When the magician cut her legs off she was understandably upset. You need legs for so many things, she reasoned. Dancing. Soccer. Stomping on hamsters for the rich and the bored.
Frederick was not terribly supportive. ‘It’s worked every time before!’ he said. ‘I didn’t do anything differently. It must be YOUR fault!’ She stopped talking to him, started locking the door to her trailer. He didn’t notice — after all, with her legs gone, why should he come a-scrabbling at her door of a night?
The rest of the circus avoided her, except for the freaks, who sent her a tentative welcome bouquet. She was touched — she loved anemones! — but dissatisfied. Who wanted to be a freak?
After two weeks the shiny skin that had grown across her wound began to itch abominably. ‘Leave it alone,’ said Dr. McGuillicudy. ‘It’s psychosomatic. Phantom limb pain. If you scratch it, you’ll just tear it open again.’ He stared fixedly into her eyes. What was ‘it’, she wanted to know. McGuillicudy coughed and left abruptly. When he was gone she scratched furiously, tongue lolling out of her mouth in relief.
Of course she tore the skin open. Of course. But it felt so good to scratch, so wonderfully sensual that she couldn’t stop herself, even as her fingernails grew black and crusty with old blood.
She noticed little black hairs curling from the edges of the scratches, stiff and wiry hairs like something on the bearded lady. She tried tweezing them, but pulling on them was so excruciating that she stopped immediately. That night she lay sweating in her bed, hand busy at what had been her waist, while underneath her window the freaks serenaded her. ‘Lovely lady, sweet and calm, here in the night you belong, twisted limbs, broken brains, drooly teeth and feebled mind, lovely lady…’
‘Shut it!’ she yelled out at them, and they scattered.
The next day was torture. She had dizzy fever dreams of men with flaming pincers pulling at her, knives that dipped in and out of her legs, pins dragged across her face. Her legs hurt the worst, which, even in her torment, confused her, but the pain drowned everything else.
Her new legs grew in, long and lithe and black as Hedy Lamarr’s eye.

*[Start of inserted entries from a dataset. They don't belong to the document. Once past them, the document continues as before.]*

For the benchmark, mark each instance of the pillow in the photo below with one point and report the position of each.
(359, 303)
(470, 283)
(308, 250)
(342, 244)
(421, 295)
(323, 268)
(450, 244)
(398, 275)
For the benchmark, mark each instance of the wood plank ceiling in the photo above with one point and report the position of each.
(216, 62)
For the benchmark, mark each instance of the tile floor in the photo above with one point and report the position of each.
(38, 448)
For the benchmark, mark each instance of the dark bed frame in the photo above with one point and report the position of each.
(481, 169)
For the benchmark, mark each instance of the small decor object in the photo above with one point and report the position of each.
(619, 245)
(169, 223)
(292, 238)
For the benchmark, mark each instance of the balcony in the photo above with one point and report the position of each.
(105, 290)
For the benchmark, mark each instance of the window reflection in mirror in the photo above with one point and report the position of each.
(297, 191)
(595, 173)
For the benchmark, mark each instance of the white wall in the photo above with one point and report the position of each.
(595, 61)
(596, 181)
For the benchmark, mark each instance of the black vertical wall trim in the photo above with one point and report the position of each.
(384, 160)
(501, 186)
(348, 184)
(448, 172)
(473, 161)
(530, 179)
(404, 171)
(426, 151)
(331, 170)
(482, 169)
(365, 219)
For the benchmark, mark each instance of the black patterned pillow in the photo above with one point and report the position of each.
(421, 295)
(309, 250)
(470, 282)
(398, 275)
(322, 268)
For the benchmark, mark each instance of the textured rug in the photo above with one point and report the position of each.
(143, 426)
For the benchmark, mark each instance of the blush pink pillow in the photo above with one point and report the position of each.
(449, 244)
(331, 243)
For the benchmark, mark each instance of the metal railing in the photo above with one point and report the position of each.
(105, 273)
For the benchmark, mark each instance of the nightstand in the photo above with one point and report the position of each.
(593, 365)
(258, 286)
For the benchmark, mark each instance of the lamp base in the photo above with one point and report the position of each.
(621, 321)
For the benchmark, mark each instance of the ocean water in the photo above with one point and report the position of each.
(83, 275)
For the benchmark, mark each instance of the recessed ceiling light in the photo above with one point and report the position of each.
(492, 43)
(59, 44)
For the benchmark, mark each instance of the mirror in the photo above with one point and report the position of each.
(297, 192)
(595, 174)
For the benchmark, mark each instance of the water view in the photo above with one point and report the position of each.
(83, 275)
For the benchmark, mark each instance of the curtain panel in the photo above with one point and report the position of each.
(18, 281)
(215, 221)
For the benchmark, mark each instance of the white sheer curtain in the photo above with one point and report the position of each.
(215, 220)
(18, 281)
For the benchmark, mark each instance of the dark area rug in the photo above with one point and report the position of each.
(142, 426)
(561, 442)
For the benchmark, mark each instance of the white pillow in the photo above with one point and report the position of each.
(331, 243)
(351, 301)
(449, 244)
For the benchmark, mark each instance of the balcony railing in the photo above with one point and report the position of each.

The fever broke and she was ravenous. She tracked Frederick down, found him pistoning away over one of the acrobats, and sang her teeth into the long meat of his thigh. When she was finished with him, she began on the girl, and, after her, on the rest of the circus.
She let the freaks run off into the woods — who would want to eat a freak? — and began to build a grotto for herself at the bottom of the nearest lake.
THIS VERY LAKE!!!!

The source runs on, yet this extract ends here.